Quanto alla trasformazione di fondazioni in società di capitali, essa è disposta dall'autorità governativa, su proposta dell'organo competente; le azioni (o quote, in caso di trasformazione in società a responsabilità limitata) sono assegnate secondo le disposizioni dell'atto di fondazione o, in mancanza, dell'articolo 31 del codice civile.
In deroga a quanto disposto, in via generale, dal terzo comma dell'articolo 2500 del codice civile (cfr. paragrafo 6., capitolo ventiduesimo, del volume: "LE SOCIETA' A RESPONSABILITA' LIMITATA - ORIENTAMENTI GIURISPRUDENZIALI", CEDAM 2013, Riccardo MAZZON), la trasformazione eterogenea ha effetto dopo sessanta giorni dall'ultimo degli adempimenti pubblicitari previsti dallo stesso articolo, salvo che consti il consenso dei creditori o il pagamento dei creditori che non hanno dato il consenso:
"il diritto di opposizione dei creditori risponde alla logica di impedire che il debitore possa modificare unilateralmente il regime giuridico del suo patrimonio in presenza dei creditori stessi" (Cetra, Le trasformazioni omogenee ed eterogenee, in Abbadessa, Portale (a cura di), Il nuovo diritto delle società, Liber Amicorum Gian Franco Campobasso, Milano, 2007, 155, 157)

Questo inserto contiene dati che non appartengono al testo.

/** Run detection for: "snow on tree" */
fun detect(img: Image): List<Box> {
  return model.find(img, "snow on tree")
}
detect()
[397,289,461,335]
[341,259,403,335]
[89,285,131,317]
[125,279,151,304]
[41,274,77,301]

I creditori dell'ente trasformando possono, nel suddetto termine di sessanta giorni, fare opposizione:
"per effetto delle novità introdotte dalla riforma del diritto societario, l'eterogeneità della causa non costituisce più il principale ostacolo - generalmente addotto dalla dottrina per negare l'ammissibilità di varie ipotesi di trasformazione eterogenea - alla trasformazione da società di capitali in enti senza scopo lucrativo. La regola guida che si ritrova nel nuovo codice è quella di consentire la trasformazione fra pressoché tutte le forme associative indipendentemente dalle loro caratteristiche causali e organizzative». Peraltro, non sembrano porsi problemi sotto il profilo della tutela delle ragioni creditorie eventualmente pregiudicate dall'operazione tenuto conto della disciplina dell'art. 2500 novies, che regola gli effetti della trasformazione solo dopo il decorso di sessanta giorni dall'ultimo degli adempimenti pubblicitari. La norma può ritenersi quindi ampiamente suscettibile di applicazione analogica, anche alle ipotesi di trasformazione eterogenea non disciplinate dagli artt. 2500 septies ss., sull'ulteriore (e rilevante) presupposto della conoscibilità nei terzi dell'assetto organizzativo della società. In definitiva, «si può affermare che la disciplina della trasformazione dei tipi ordinari di società degli artt. 2498 ss. c.c. costituisce espressione di un principio generale: quello della conservazione dei patrimoni autonomi. Se è così, va respinta la tesi che tale disciplina abbia carattere eccezionale e può, al contrario, prospettarsene l'applicazione analogica - qualora ricorra la medesima ratio - a fattispecie non previste, in particolare a quelle in cui la struttura organizzativa abbandonata o acquisita sia propria di un contratto associativo (in quanto tale dotato di autonomia patrimoniale) diverso dai tipi di società del Titolo V»" (Ianniello, I nuovi confini della trasformazione eterogenea, in Soc, 2005, 573);
si applicherà, in tal caso, l'ultimo comma dell'articolo 2445 del codice civile, nel senso che il Trib., quando ritenga infondato il pericolo di pregiudizio per i creditori - oppure l'ente trasformando abbia prestato idonea garanzia -, potrà disporre che l'operazione di trasformazione abbia luogo comunque, nonostante l'opposizione:
"in esito al giudizio, se l'opposizione sarà respinta, la garanzia eventualmente prestata rientra nella disponibilità della società nata dalla trasformazione. Se, invece, sarà accolta, i creditori avranno il diritto di soddisfare le proprie ragioni sulla garanzia predetta; in ogni caso, la trasformazione non è più reversibile, dato che l'art. 2500 bis impedisce addirittura l'accertamento della invalidità della trasformazione dopo l'esecuzione della pubblicità prescritta e, quindi, deve ritenersi implicitamente, e a maggior ragione, impedita la reversibilità del procedimento trasformativo, solo in presenza di un possibile pregiudizio per i creditori. A favore di questi si può solo configurare un diritto al risarcimento del danno nei confronti di coloro che hanno realizzato le suddette condizioni di irreversibilità" (Salafia, La trasformazione delle società nella riforma, in Soc, 2005, 1064).